The racing on the streets of Long Beach might have been a bit on the bland side, but a couple of events leading up to what became a processional showed the reason why the Acura Grand Prix of Long Beach is looked forward to by all participants involved.
The drivers and team engineers love the technical aspects of the well-designed track, the teams (or at least those staying close to the circuit) love the proximity to good food and drink, business-to-business gets done at a heavy pace, thanks to the sophisticated, cosmopolitan city Long Beach has become over the last 45 years and fans flock to the seaside venue to watch racing and one another and, well, party hearty.
Even before the three-day motorized extravaganza begins, the city of Long Beach and the Grand Prix Association of Long Beach showcase the history of the race and its participants with the Long Beach Motorsports Walk of Fame, a collection of commemorative plaques that dot the east side of Pine Avenue adjacent to the city’s Convention Center.
The two inductees for 2019, Sebastien Bourdais and Will Power, share an idiosyncrasy unusual among those on this Walk of Fame: Both are still active drivers in the NTT IndyCar Series. Others have received accolades following retirement from active racing, in the case of drivers, or been applauded due to their continuing efforts in the series (Chip Ganassi Racing).
Grand Prix Association of Long Beach president, Jim Michaelian stated that the plaques for each of these drivers would, upon their retirements, be replaced to acknowledge the breadth of their achievements – certainly a great idea. (Last year’s inductees, Team Penske’s Helio Castroneves and Juan Pablo Montoya, are both competing in IMSA’s WeatherTech Sports Car Championship after departing full-time INDYCAR competition; Castroneves will, again, attempt his fourth Indianapolis 500 victory next month.)
After receiving their plaques acknowledging placement, Bourdais and Power signed autographs as they joined such Walk of Fame luminaries as Grand Prix founders Dan Gurney, Phil Hill and Chris Pook, first winner Brian Redman, Mario and Michael Andretti, Parnelli Jones, six-time winner here Al Unser Jr., Danny Sullivan, Jimmy Vasser, Dario Franchitti, Emerson Fittipaldi and Tommy Kendall, among so many others.

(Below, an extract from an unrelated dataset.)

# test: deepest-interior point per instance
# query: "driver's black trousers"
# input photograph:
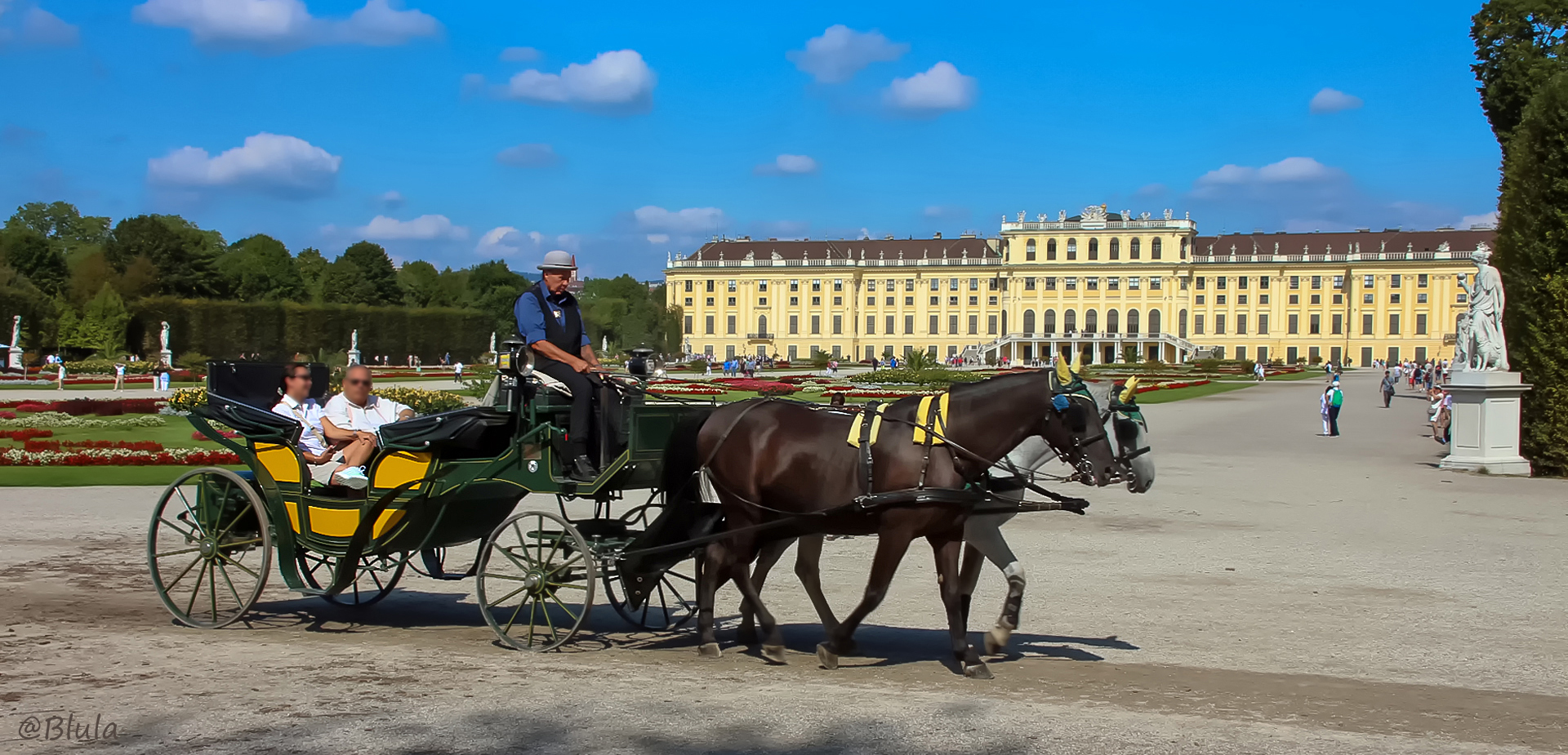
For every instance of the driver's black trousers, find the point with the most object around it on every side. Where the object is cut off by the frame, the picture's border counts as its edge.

Thursday evening saw a celebration for racer, raconteur and broadcaster David Hobbs during the annual Road Racing Drivers Club (RRDC) gala. Attended by nearly every Indy car driver, sports car racer, team owners and creme de la creme in motorsports, the evening was filled with hilarity as Hobbs took over the dais from RRDC president Bobby Rahal, regaling the full tables with stories of his exploits during every facet of a 60-year career.
This 11th consecutive annual banquet honoring auto racing’s most influential leaders began with a short video written and voiced by Sam Posey, longtime friend and rival to the honoree. As Rahal, emulating his Rahal Letterman Lanigan Racing team co-owner David Letterman, placed Hobbs on the spot, the duo discussed Hobbs’ 20 Le Mans 24-Hour starts (without a win), his time in Formula 5000, Trans-Am, his brief Formula 1 career and forays in Can-Am and IMSA series. Hobbs’ “unfiltered” retorts, honest comments about the teams, drivers and series in which he’s been a contestant, had the crowd in thrall and laughter.
“Being the honoree here tonight has been one of the biggest things that’s happened to me in 60 years of racing and I still really do feel so honored to be with people like Bobby Unser, Dan Gurney, Parnelli Jones. To me it all seems wrong,” Hobbs said, as he enjoyed V12 red blend wine from Jimmy Vasser’s winery. “I shouldn’t really be here, because those were the true greats of racing. I feel so honored to be honored tonight, so thank you very much.”
The proceeds from this dinner/gala help support RRDC’s young driver initiatives, including its groundbreaking SAFEisFAST.com presented by Honda program, as well as Team USA Scholarship, which RRDC has backed since 1997. Team USA celebrates its 30th anniversary this year.